Judge Tyler requested the convening of a three-judge court pursuant to 28 U.S.C. § 2281 and such a court, consisting of Circuit Judge Feinberg, District Judge Pollack and himself, was constituted. Plaintiffs moved, pursuant to F. R.Civ.P. 23(c), "for an order determining that this action is properly maintained as a class action under Rule 23(a) and (b)(2) on behalf of all persons of Puerto Rican origin who have been or may be denied unemployment insurance benefits on the basis of the defendant's policy and practice alleged in the Complaint." On April 12, 1971, the court issued its unanimous opinion, written by Judge Tyler, 324 F.Supp. 1016, dealing with this motion and with defendant's motion to dismiss the complaint. The evidence showed that in 1967 the Commissioner purportedly had quantified his definition of areas of high persistent unemployment to include those where the ratio was 12% or more, rather than the 6% regarded as a norm in the Department of Labor's Area Trends in Employment and Unemployment. The court found no basic constitutional infirmity in the Commissioner's policy but was concerned with plaintiffs' argument, incapable of resolution on the existing record, that, with two isolated exceptions, New York had applied the 12% rule only to persons who had moved to Puerto Rico. Accordingly, it granted the Commissioner's motion to dismiss the complaint "in all respects save for plaintiffs' claim of discriminatory application of New York's policy. . . .", 324 F.Supp. at 1021, disposition of which claim was reserved for a hearing. With respect to the motion for class action designation, the court said:

There but remains plaintiffs\' motion to declare this a class action. Presently, there seems little to commend this as an appropriate cause for class action treatment.
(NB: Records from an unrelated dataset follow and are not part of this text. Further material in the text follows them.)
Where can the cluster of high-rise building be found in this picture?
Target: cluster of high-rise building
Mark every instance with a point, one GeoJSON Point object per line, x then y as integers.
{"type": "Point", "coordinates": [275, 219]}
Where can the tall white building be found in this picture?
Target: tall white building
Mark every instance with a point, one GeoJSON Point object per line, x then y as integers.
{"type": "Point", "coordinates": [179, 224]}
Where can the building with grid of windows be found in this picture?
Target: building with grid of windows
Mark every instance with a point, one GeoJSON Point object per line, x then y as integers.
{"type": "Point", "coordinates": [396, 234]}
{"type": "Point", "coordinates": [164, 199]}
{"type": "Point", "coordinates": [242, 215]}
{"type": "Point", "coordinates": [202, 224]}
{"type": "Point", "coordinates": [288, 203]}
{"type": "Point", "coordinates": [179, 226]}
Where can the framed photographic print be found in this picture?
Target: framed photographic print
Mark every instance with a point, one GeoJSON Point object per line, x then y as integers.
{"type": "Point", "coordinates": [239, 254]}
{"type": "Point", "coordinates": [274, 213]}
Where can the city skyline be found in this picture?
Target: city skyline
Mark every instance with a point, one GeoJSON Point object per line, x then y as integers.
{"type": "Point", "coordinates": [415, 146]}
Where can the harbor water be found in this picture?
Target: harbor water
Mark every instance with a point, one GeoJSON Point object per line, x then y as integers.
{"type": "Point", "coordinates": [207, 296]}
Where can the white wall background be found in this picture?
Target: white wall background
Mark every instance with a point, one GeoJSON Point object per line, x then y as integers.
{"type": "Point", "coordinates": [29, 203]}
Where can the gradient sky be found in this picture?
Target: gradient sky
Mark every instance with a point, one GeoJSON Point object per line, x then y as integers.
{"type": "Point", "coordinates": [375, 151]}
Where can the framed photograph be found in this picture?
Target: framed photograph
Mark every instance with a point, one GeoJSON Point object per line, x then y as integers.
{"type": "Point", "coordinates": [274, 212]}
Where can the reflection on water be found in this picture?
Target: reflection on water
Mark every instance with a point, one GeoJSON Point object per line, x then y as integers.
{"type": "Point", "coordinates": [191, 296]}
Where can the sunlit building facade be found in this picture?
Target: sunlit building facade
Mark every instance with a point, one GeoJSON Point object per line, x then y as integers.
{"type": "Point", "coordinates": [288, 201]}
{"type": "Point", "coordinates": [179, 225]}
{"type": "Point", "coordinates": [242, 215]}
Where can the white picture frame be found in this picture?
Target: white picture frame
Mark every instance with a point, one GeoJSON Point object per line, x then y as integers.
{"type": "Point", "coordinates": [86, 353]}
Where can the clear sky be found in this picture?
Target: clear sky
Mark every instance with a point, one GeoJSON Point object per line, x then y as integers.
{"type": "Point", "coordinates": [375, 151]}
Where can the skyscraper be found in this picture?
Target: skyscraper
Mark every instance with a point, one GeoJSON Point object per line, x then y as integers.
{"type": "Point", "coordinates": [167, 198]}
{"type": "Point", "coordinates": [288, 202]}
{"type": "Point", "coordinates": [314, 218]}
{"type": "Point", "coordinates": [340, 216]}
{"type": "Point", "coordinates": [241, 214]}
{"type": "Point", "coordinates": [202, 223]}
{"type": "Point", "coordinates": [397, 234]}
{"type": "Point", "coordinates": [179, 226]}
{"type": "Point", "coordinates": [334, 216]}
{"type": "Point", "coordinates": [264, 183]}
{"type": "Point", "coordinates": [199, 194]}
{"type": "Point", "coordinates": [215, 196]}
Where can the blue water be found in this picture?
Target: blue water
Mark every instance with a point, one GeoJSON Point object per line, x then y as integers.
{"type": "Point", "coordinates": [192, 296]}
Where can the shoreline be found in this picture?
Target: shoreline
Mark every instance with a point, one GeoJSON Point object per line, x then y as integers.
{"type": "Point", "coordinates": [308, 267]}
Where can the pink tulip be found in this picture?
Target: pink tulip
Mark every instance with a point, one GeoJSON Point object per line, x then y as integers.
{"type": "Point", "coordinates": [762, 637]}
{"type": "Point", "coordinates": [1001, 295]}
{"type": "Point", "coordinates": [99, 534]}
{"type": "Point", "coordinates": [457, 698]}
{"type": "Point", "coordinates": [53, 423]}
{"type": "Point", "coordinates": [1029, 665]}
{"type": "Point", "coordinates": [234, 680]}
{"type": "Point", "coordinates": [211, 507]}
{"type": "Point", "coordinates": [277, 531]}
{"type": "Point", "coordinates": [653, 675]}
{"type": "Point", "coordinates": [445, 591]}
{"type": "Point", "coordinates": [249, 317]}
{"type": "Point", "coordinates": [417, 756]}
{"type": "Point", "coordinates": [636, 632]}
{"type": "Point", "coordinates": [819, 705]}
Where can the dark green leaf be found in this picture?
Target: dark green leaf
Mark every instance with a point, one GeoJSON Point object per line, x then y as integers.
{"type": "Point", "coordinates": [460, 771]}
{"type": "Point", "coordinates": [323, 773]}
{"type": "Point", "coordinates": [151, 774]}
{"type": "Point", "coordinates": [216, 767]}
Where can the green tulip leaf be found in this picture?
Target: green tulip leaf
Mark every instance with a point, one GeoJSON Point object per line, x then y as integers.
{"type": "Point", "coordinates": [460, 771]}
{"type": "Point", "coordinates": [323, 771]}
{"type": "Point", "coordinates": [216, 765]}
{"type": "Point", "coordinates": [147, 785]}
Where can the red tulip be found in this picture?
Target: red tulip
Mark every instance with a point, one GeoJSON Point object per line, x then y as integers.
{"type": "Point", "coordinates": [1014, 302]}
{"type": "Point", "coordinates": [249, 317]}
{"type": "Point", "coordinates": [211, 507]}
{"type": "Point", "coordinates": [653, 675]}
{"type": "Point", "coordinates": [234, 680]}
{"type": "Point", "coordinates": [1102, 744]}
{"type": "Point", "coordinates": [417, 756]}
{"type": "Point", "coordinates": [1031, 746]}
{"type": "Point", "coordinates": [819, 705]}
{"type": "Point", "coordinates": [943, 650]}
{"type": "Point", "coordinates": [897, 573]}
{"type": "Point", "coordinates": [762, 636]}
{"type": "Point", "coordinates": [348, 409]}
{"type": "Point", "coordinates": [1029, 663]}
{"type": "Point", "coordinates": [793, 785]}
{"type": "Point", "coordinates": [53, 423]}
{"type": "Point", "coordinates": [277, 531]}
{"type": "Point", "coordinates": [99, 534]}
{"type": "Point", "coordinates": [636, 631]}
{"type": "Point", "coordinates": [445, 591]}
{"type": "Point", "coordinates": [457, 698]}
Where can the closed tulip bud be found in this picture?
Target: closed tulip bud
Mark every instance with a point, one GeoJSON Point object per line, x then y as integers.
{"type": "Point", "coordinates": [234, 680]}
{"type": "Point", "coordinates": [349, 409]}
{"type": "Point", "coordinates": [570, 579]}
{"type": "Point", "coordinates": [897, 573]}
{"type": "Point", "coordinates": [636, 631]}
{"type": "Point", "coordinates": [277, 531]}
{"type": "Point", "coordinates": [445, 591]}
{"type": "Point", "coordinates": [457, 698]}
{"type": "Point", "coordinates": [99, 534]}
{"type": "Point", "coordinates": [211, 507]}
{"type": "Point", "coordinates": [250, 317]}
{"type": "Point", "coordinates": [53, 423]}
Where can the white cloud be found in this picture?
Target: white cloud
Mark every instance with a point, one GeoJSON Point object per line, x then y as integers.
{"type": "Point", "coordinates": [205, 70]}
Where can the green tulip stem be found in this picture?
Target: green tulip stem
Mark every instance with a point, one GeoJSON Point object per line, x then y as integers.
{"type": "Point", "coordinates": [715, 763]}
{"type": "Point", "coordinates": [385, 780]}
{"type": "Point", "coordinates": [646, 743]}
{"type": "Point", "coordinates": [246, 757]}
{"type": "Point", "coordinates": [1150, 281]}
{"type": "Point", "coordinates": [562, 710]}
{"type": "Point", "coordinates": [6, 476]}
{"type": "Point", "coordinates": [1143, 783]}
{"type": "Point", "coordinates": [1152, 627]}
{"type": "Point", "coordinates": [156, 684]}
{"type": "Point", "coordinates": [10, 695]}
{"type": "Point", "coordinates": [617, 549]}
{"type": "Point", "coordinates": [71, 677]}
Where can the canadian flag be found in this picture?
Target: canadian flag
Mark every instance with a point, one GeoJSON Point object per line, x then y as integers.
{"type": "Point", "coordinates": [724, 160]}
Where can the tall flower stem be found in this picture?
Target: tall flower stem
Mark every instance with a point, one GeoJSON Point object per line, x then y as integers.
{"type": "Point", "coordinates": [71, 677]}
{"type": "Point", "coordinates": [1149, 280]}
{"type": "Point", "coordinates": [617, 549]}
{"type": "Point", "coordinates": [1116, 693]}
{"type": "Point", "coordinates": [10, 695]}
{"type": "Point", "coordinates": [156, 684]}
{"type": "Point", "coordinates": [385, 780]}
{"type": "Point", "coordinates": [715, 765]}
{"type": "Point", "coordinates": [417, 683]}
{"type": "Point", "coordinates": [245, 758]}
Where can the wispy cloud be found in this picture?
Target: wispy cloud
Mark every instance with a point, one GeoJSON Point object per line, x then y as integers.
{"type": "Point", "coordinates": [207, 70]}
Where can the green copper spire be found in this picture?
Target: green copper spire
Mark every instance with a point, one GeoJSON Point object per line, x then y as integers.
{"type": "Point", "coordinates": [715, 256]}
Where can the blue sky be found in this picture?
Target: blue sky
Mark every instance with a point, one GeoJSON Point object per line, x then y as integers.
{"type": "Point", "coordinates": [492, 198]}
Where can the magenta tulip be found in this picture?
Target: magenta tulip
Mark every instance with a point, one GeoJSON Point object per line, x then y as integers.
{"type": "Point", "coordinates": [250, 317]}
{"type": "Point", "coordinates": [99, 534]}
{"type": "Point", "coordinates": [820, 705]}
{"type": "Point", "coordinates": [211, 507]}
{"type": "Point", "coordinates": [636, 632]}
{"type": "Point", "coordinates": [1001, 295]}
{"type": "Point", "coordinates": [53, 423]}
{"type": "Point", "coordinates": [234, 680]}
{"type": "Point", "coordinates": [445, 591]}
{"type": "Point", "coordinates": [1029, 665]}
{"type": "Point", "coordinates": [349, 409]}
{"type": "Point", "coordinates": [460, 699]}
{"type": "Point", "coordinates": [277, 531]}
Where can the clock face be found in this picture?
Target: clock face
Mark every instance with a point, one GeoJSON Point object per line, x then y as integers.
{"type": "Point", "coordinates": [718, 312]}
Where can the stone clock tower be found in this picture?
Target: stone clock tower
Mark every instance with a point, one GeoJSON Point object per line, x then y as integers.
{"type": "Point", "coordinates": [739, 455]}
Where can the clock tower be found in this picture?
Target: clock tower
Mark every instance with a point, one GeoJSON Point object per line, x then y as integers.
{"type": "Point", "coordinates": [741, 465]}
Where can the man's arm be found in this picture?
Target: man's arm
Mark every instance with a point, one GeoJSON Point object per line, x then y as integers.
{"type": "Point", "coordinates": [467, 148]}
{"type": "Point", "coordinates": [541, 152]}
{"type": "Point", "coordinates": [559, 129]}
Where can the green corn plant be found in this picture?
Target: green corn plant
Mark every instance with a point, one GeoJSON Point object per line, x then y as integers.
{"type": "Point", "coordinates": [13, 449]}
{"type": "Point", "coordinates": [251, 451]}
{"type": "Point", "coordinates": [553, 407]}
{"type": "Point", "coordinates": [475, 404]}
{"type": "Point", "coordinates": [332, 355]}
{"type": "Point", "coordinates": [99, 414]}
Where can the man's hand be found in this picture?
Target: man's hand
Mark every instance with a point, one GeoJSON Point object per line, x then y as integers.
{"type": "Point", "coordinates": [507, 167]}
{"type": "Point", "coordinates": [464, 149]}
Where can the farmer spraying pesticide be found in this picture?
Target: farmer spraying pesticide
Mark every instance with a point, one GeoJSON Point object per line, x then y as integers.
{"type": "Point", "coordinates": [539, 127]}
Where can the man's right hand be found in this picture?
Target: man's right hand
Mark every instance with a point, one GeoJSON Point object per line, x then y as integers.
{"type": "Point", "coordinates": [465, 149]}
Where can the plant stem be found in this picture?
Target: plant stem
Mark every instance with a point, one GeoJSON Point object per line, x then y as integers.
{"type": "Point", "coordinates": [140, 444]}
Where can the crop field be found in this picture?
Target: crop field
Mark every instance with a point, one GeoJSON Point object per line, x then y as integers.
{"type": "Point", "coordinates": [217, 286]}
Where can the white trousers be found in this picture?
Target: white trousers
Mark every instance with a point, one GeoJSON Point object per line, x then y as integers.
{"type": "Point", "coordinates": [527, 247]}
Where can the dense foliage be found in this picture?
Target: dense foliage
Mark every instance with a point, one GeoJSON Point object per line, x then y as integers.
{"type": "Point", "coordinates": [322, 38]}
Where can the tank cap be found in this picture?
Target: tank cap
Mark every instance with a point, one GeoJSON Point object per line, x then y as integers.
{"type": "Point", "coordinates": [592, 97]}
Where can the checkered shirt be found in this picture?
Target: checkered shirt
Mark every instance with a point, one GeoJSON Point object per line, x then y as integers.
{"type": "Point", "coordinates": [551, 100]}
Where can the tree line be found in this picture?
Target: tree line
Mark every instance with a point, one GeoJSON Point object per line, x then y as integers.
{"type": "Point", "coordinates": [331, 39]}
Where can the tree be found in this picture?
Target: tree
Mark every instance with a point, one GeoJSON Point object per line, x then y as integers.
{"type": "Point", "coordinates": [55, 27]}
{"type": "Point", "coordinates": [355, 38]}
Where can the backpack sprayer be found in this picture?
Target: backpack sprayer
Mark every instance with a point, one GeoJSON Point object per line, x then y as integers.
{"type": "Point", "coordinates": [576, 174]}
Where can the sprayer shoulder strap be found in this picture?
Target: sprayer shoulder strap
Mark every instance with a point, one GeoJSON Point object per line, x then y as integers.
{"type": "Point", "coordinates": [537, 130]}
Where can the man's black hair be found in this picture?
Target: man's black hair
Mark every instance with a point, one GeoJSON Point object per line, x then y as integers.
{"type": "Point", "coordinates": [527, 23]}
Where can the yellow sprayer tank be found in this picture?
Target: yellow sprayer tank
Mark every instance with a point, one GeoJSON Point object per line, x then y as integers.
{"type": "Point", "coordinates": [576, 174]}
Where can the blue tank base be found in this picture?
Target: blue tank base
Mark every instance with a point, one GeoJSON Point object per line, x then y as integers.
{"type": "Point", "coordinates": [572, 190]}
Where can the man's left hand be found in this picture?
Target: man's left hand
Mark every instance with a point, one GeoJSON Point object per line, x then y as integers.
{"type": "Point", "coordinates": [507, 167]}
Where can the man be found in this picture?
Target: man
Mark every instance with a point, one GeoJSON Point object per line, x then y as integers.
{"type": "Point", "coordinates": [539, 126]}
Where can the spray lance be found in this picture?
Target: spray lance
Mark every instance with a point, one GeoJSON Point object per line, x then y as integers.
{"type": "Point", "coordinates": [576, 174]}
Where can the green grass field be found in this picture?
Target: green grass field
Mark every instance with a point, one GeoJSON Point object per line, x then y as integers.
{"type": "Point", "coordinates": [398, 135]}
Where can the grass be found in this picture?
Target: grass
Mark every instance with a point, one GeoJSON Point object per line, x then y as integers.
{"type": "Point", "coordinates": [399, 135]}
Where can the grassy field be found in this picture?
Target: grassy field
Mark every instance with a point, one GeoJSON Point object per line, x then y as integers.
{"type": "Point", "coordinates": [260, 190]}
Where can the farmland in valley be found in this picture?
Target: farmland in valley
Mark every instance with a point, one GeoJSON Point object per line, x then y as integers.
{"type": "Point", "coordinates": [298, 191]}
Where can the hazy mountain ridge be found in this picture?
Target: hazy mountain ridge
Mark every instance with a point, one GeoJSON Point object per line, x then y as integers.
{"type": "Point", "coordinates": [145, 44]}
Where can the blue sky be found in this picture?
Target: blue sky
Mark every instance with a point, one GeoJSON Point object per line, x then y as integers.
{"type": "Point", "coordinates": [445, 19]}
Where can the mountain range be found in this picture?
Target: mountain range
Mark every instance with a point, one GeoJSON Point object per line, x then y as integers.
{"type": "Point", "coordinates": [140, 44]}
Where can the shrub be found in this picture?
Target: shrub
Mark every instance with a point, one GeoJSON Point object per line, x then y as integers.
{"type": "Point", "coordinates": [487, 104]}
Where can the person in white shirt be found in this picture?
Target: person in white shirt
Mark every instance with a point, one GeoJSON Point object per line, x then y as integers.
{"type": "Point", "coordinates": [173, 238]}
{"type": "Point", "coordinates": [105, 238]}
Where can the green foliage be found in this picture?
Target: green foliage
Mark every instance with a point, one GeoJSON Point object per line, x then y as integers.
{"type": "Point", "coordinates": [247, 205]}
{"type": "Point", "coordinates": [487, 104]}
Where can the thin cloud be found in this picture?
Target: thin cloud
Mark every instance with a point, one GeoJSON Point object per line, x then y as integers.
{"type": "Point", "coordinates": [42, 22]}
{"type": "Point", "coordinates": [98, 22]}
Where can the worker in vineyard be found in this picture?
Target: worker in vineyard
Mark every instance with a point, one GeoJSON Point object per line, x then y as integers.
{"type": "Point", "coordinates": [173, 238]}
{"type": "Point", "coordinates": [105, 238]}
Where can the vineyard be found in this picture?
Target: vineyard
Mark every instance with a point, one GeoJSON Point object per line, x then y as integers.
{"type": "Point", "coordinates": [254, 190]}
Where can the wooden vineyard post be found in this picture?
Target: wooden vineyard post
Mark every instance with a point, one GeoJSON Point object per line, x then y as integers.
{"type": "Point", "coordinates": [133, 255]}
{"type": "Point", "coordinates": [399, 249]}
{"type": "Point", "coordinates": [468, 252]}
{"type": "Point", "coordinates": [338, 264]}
Nevertheless, since the facts on this and other subjects still remain undeveloped, and because no parties will be prejudiced thereby, the class action application is denied without prejudice to renewal after completion of the aforementioned hearing.

Id.

After amendment of the complaint to include a claim under Title VI of the Civil Rights Act of 1964, 42 U.S.C. § 2000d et seq., and additional discovery, both sides moved for summary judgment and ultimately stipulated that the court might decide the case on their cross motions. Nothing was said about the motion for class-action designation. On July 5, 1972, the court again speaking through Judge Tyler rendered a second unanimous opinion, 345 F.Supp. 67. It considered on its own motion whether the narrowed issues remaining for decision were grounded on the unconstitutionality of a state statute or "of an order made by an administrative board or commission acting under State statutes," see Oklahoma Natural Gas Co. v. Russell, 261 U.S. 290, 292, 43 S.Ct. 353, 354, 67 L.Ed. 659 (1923), as it had assumed, we think correctly, the Commissioner's "high persistent unemployment" policy as further quantified by the 12% rule to be, see Lathrop v. Donohue, 367 U.S. 820, 824-827, 81 S.Ct. 1826, 6 L.Ed.2d 1191 (1961); Law Students Civil Rights Research Council, Inc. v. Wadmond, 299 F.Supp. 117, 127-128 (S.D.N.Y.1969), aff'd, 401 U.S. 154, 91 S.Ct. 720, 27 L. Ed.2d 749 (1971). Despite the previous granting of defendant's motion to dismiss "in all respects save for plaintiffs' claim of discriminatory application," plaintiffs continued in effect to try to attack the 12% rule partly on its face by urging contentions (1) that the rule intentionally "was promulgated to apply, and does apply, only to Puerto Rico, and not to other areas of twelve percent unemployment," and (2) that the rule "has a dramatic discriminatory impact upon Puerto Rican claimants." 345 F.Supp. at 69. Judge Tyler acknowledged that insofar as these issues remained in the case, the previous assumption that a three-judge court was required continued valid. Id. at 70. While he did not state expressly that these two issues had been eliminated from the controversy by the earlier partial granting of the motion to dismiss, cf. id. at 74 n. 6, it is clear from his opinion taken as a whole that the court viewed plaintiffs' constitutional claims at this juncture as standing or falling with their claim of discriminatory application. Therefore, the continued necessity for a three-judge court effectively stood or fell with its need for purposes of considering this particular claim.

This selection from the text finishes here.